There are a lot of big words being thrown around now, and these words actually have pretty simple meanings. “Sedition” is conduct or speech inciting people to rebel against the authority of the state or the monarch. “Insurrection” is a violent uprising against an authority or government. Rebellions, uprisings and insurrections are simply refusals to obedience and order, referring to the open resistance to the orders of an established authority. “Treason” is the crime of betraying one’s country, especially by trying to kill the sovereign or overthrow the government. “Domestic terrorism” is the form of terrorism in which the victims and the attackers are citizens of the same country.
I said throughout the summer - the rule of law is absolute. There are no exceptions, exemptions or asterisks. The moment we start trying to distinguish criminal behavior according to the perpetrators’ ideology, we are in trouble. I said that then, I say it again now. So the incidents yesterday, horrendous as they were, evocative of a third-world banana republic, are shameless. But to look at these events in a vacuum is equally shameless.
We have promoted civil disobedience to the point where it tips into criminal behavior and made excuses for it all summer long.

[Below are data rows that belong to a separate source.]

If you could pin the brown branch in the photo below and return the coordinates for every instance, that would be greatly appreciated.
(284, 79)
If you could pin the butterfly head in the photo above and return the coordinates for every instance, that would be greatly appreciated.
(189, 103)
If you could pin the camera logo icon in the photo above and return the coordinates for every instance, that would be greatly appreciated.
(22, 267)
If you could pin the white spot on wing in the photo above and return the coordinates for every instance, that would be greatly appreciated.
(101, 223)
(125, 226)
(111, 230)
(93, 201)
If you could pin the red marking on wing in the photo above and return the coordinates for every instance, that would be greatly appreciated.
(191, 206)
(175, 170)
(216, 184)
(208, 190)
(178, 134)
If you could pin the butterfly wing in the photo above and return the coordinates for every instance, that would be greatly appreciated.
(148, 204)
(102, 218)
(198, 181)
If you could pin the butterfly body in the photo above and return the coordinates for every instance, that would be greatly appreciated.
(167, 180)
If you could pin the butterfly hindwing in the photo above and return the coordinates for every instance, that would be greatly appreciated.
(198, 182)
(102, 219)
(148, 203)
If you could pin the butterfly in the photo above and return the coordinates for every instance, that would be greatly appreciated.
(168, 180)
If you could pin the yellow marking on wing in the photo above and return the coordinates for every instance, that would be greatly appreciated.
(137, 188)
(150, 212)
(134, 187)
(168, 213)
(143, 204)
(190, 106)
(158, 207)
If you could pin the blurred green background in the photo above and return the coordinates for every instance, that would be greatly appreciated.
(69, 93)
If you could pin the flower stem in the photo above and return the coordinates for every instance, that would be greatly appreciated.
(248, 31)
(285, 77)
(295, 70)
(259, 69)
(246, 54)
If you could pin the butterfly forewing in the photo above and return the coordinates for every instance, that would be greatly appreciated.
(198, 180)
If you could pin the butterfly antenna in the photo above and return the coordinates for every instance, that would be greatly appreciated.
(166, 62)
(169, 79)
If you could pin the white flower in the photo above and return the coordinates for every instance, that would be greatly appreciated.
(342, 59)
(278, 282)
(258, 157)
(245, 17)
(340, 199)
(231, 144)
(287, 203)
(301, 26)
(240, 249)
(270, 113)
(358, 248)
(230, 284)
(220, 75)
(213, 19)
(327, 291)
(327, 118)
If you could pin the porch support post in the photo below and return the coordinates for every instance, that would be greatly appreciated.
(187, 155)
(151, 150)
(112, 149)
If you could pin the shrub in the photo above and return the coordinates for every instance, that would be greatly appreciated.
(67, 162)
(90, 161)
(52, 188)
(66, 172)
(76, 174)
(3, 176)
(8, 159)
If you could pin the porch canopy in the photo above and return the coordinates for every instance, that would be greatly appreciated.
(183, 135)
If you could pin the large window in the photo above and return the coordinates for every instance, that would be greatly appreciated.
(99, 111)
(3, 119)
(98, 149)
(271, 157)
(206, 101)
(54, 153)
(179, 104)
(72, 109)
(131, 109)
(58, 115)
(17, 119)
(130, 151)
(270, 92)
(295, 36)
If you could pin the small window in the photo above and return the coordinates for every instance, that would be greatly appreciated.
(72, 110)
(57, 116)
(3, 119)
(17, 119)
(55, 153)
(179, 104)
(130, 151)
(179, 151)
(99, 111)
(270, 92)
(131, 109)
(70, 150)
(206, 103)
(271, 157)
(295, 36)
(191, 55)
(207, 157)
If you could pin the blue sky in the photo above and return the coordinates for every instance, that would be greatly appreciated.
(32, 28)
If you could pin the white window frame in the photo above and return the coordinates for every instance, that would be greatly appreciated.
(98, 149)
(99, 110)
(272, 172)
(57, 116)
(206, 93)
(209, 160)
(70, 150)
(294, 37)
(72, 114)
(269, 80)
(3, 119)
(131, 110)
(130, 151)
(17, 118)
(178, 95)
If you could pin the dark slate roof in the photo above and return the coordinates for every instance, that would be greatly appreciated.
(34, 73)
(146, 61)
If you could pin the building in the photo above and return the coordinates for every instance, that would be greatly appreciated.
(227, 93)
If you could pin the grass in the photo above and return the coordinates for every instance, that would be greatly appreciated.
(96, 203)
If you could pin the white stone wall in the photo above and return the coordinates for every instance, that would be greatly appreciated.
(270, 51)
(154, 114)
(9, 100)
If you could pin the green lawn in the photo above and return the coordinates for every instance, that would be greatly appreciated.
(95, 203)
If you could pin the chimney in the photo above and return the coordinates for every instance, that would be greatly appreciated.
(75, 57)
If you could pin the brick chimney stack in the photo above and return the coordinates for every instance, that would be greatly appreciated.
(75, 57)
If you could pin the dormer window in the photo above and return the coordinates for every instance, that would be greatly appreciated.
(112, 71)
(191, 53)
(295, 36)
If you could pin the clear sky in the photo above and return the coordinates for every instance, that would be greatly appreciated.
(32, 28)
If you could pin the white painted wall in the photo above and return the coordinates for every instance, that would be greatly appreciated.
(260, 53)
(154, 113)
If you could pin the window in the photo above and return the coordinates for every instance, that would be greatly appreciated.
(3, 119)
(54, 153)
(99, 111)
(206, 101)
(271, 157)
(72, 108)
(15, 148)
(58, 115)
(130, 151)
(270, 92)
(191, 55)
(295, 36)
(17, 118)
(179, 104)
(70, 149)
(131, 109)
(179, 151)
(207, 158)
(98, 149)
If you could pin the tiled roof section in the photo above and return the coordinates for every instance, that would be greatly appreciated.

Why should we be surprised that any rally or protest will walk right up to that boundary, dip their toe in the water, and then cross it?
Some police experts today are saying that Federal authorities had planned to deal with these protests with a relatively small “minimally visible” presence, according to officials, hoping to avoid inflaming tensions, as a show of force was said to do in Portland last summer. There it is, folks! That’s the problem. We talked about the villainization of the police, the villainization of law and order, and now you’re surprised there weren’t enough cops at the Capitol? That was intentional! That is the strategy that is being deployed by police departments across the country, because we have pitted law and order against those who want to engage in civil disobedience. The importance of that disobedience, in many parts of this country, outweigh the importance of the rule of law.
The solution is simple! Never allow people to violate other people’s peaceable possession of their property, nor allow any government-owned building to become the target of violence or destruction. There are those who will attack me, saying I am making excuses for what happened yesterday, but there is no excuse. Every single person that walked up the steps of the Capitol yesterday had malintent, and should be identified, arrested, and prosecuted. But so should all the others that engaged in similar conduct across this country for months on end! I call it “disobedience, disruption and destruction.” It’s what we saw yesterday, and it’s what we saw all summer long.
There can be no duality of approach here. It doesn’t matter what the crowd’s goal is, we should never be willing to accept anything less than peaceable possession of our private property and the ability of our government’s ability to engage in their authority to keep employees safe in government buildings, and never should individuals in government be subjected to criminal damage at their own property or otherwise. It happened here to Mayor Cantrell and I said the same thing then, that’s not right! The same goes for Nancy Pelosi, Mitch McConnell or anyone else, it doesn’t matter their ideology, it’s wrong!
When we start making excuses for this behavior and don’t prosecute every single last one of these people to the fullest extent of the law, we are all guilty. But we’ve seen it before. We’ve seen prosecutors say, “hmm, we aren’t going to prosecute for battery on an officer any more.” That officer is a representative of your government, of your law and order! We should not be making excuses for people destroying property or putting hands on our representatives, but we did that all summer long, and then we act surprised?
We had a Congresswoman who talked about getting in the face of Cabinet members because they disagreed about immigration. Disrupt their families at restaurants! Get in their face when you see them in public! And Donald Trump did exactly the same thing. These were the seminal acts that set the foundation for where we find ourselves today.
Mutual respect for each and every one of us as human beings does not exist. If we are going to hold and cherish this 1st Amendment right that we have talked about ad nauseam, we have to understand what needs to be done to each and every day to uphold it. We can’t wink every now and again when someone trounces on that right by engaging in conduct that is violative of our laws, whether they be municipal, state, or Federal.
What happened at the US Capitol yesterday is something completely out of the ordinary. Unprecedented. Horrible. Horrific. One of the worst things I’ve ever seen, on par with September 11th. I’m not trying to downplay it by any stretch. But we cannot look at this event in a vacuum.
Why is it that now law enforcement has to be “minimally visible” for the safety and security of our country? I think that’s a legitimate question to ask. Do you?